There is a specific kind of meeting moment that happens in international or diverse teams: someone mispronounces a colleague’s name, the colleague does the small flinch they’ve learned to suppress, and everyone moves on like nothing happened. This occurs in companies that have elaborate inclusion initiatives and detailed values decks. It costs nothing to fix and costs something every time it doesn’t get fixed.
This post is not a lecture. It’s a practical how-to for the first-year employee who wants to not be the person doing the flinch-inducing thing.
Why names matter more than you think
A name is the word a person has heard spoken correctly their whole life by people who know them and love them. Getting it consistently wrong signals, at a low hum, that you haven’t invested enough attention to learn it. That signal accumulates. It doesn’t create enemies; it creates a mild but durable sense that you’re someone who doesn’t pay close attention to people.
In a professional setting, where trust is built from hundreds of small signals, “pays close attention to people” is the kind of reputation you want. It’s also the kind of reputation that accrues to people who do the small things well. Your manager doesn’t announce who gets credit for this. It just becomes part of how they think about you.
What the other person is trying to do
Almost no one corrects mispronunciation directly. It feels confrontational and the moment passes quickly, so most people absorb it and move on. This means you will not get feedback that you’re getting it wrong. The absence of correction is not confirmation that you’re saying it right.
How to learn a name you’re not sure about
Three options, in ascending order of directness:
Ask them directly, in private. “I want to make sure I’m saying your name correctly. How do you say it?” This is the best option and the most underused. Everyone I’ve ever seen asked this question has responded warmly. The ask signals effort, which is the whole point.
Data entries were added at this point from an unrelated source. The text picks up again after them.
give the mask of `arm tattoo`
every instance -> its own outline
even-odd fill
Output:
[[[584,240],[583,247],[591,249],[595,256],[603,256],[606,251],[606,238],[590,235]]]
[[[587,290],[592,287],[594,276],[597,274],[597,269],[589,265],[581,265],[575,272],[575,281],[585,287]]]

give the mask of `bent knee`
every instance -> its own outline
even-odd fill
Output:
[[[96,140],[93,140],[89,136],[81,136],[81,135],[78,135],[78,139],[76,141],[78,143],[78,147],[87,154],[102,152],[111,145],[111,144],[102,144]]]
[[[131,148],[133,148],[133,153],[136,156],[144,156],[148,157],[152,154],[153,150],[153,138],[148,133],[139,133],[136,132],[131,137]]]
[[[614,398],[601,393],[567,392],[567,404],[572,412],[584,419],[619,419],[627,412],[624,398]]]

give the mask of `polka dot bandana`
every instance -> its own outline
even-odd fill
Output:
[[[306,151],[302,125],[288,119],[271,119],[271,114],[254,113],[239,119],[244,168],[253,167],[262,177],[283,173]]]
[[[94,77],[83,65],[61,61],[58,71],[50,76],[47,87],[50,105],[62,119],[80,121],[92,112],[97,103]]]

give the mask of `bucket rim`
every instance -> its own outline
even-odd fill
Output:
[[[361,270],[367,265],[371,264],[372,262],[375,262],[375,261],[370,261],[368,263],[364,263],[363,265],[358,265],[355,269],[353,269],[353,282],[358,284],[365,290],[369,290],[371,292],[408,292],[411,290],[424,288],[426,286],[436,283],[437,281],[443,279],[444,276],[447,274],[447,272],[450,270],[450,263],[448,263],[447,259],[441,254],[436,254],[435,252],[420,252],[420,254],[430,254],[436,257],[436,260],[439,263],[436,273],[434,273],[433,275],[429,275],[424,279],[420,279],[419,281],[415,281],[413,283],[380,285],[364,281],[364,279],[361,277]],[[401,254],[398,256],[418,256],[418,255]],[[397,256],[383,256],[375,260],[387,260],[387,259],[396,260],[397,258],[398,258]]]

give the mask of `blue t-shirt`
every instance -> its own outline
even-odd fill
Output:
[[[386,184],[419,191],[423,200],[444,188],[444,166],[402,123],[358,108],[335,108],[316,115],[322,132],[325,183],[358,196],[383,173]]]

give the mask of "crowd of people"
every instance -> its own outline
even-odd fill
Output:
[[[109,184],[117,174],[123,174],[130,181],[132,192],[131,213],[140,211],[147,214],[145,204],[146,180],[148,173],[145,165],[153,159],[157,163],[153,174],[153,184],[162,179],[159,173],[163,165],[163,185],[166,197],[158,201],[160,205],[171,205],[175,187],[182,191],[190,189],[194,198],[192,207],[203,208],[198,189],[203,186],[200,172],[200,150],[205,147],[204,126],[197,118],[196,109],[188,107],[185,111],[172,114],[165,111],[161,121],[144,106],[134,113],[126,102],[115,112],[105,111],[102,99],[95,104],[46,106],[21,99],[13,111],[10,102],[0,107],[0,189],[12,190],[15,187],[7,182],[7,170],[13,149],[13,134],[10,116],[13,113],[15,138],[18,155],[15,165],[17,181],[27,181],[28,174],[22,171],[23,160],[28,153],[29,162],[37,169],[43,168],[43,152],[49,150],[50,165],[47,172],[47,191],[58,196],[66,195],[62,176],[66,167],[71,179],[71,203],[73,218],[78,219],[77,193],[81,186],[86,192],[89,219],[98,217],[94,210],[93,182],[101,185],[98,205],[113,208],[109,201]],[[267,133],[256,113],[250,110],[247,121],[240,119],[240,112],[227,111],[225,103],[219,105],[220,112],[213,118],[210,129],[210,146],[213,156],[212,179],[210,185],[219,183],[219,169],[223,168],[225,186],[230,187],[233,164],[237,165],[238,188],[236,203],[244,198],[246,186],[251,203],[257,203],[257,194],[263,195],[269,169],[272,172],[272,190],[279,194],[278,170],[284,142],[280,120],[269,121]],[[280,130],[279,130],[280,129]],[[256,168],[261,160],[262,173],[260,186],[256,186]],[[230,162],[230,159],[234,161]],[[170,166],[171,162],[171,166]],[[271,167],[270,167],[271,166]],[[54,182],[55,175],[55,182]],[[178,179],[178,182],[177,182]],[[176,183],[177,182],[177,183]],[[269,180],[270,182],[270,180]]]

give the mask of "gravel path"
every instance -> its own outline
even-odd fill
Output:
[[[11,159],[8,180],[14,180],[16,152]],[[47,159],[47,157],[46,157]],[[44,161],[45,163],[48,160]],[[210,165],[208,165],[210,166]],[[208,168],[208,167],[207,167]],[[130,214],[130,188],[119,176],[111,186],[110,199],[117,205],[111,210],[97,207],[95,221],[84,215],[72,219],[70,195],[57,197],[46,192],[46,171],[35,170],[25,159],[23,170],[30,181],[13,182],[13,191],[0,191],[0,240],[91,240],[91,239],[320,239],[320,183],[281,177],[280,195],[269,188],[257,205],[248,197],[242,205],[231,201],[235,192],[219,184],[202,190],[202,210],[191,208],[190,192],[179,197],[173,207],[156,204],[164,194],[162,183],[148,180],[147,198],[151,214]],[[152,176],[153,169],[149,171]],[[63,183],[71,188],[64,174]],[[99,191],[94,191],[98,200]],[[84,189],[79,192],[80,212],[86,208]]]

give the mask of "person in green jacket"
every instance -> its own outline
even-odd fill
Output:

Ask a trusted colleague. If asking directly feels awkward in a given context, asking a mutual colleague is fine: “Hey, how do you pronounce [name]? I want to make sure I’m getting it right.”
Use a name pronunciation tool. For names from cultures you’re less familiar with, a quick search on a pronunciation guide or name-pronunciation site covers most cases. It takes sixty seconds and removes the guesswork.
What doesn’t work: guessing for six months and hoping the colleague will eventually correct you. They probably won’t.
What to do if you’ve been getting it wrong
This is where most people freeze. The options feel like: ignore it forever, or have an awkward moment of acknowledgment. The awkward moment is the right call, and it’s less awkward than it feels:
“I realized I’ve been mispronouncing your name. The right way is [correct version], right? I want to make sure I’m getting it right going forward.”
One sentence. Then say the name correctly a few times in natural conversation and the subject is closed. People remember the correction more than the original error.
Beyond pronunciation: the names thing broadly
Getting someone’s name right also extends to not shortening it without permission. If someone introduces themselves as Anagnda, “Ana” is not automatically available to you. Some people prefer the shortened version; others don’t. The safe default is to use what they gave you until they offer otherwise.
Same for nicknames that appear in someone’s email signature vs. their display name. If the signature says “Theo” and the company directory says “Theodore,” use “Theo.” The signature is the signal.
A note on your own name
If your name is often mispronounced, there’s a version of this that goes the other way: making it easy for people to get it right early. Introducing yourself with a quick assist is a reasonable move: “I’m Siobhan, pronounced Sha-VAWN, nice to meet you.” Most people will appreciate the guidance and you’ll spend less energy on the micro-corrections that follow the other path.
You can learn the names of every piece of internal tooling at a new job in two weeks. Names of the people you work with are at least as learnable and considerably more important.